Das neue Mikrozensus-System hat sich seit der Neugestaltung im Jahr 2020 mittlerweile etabliert. Das Erhebungsjahr 2023 lief wie bereits 2022 ohne Einschränkungen bei der Erhebungsdurchführung. Die Ausfallquote liegt bei den Erstergebnissen aus dem Mikrozensus 2023 auf Bundesebene bei ca. 12 % und bleibt damit auf einem ähnlichen Niveau wie 2022.
Einschränkend gilt weiterhin, dass sich gleichgeschlechtliche Paare auch 2023 nicht valide abgrenzen lassen. Auf eine Darstellung der Anzahl gleichgeschlechtlicher Paare muss daher verzichtet werden.

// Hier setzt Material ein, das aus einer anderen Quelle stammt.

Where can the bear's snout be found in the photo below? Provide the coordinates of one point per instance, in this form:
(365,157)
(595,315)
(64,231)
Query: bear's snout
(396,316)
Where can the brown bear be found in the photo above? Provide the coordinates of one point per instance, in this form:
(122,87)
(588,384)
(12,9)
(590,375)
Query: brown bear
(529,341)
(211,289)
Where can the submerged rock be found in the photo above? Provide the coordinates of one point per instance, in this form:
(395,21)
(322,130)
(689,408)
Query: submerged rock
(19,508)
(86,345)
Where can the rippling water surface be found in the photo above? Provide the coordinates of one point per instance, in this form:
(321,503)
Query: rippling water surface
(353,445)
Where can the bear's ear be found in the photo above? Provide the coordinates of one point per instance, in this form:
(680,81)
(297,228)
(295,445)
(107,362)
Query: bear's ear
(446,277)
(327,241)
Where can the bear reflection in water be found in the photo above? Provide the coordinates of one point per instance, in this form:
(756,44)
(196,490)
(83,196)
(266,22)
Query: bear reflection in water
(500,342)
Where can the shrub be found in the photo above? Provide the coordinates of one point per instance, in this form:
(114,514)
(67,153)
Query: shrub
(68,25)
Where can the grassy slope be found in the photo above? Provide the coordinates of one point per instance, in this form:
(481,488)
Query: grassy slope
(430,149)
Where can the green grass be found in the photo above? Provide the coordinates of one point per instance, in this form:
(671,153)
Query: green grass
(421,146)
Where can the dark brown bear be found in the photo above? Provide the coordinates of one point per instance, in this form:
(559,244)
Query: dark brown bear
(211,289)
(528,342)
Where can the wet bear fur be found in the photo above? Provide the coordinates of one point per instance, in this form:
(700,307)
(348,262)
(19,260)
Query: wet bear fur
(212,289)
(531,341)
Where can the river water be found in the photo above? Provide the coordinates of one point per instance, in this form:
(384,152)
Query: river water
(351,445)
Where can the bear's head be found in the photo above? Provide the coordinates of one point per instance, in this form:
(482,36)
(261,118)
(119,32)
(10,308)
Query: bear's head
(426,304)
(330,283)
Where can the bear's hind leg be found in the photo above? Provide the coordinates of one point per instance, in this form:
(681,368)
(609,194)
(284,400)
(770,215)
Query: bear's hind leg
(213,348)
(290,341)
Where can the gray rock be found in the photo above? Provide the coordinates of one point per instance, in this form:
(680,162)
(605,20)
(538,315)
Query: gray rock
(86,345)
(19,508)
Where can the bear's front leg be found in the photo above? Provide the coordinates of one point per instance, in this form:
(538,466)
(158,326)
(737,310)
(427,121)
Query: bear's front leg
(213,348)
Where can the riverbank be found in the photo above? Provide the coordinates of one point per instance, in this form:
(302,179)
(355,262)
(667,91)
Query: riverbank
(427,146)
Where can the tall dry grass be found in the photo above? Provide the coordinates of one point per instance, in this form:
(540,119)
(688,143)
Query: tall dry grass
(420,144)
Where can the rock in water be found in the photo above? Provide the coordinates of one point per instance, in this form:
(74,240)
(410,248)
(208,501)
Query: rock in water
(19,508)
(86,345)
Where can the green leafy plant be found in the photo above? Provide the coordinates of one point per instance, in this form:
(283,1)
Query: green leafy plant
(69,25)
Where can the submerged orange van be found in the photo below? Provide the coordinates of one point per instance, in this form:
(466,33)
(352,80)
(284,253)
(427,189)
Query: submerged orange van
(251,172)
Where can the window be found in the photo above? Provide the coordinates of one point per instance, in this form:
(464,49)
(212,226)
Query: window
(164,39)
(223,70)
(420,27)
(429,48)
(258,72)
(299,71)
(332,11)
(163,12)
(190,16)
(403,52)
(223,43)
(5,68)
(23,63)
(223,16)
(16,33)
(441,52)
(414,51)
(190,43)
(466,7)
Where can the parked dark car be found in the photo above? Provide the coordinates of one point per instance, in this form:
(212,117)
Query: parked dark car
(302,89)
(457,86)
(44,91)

Einen umfassenden Überblick über die Merkmale im Mikrozensus 2023 bietet ein thematisch und alphabetisch sortiertes Glossar.
- Ausfallquote konnte im Vergleich zu beiden Vorjahren weiter reduziert werden.
- Zusatzprogramm "Wohnsituation" erstmals im neugestalteten Mikrozensus erhoben und damit nur eingeschränkt mit Vorjahren vergleichbar.
- Verstärkte Zuwanderung in 2022 ist im Mikrozensus nicht vollständig abgebildet, was möglicherweise Effekte auf die Interpretation von Ergebnissen haben kann.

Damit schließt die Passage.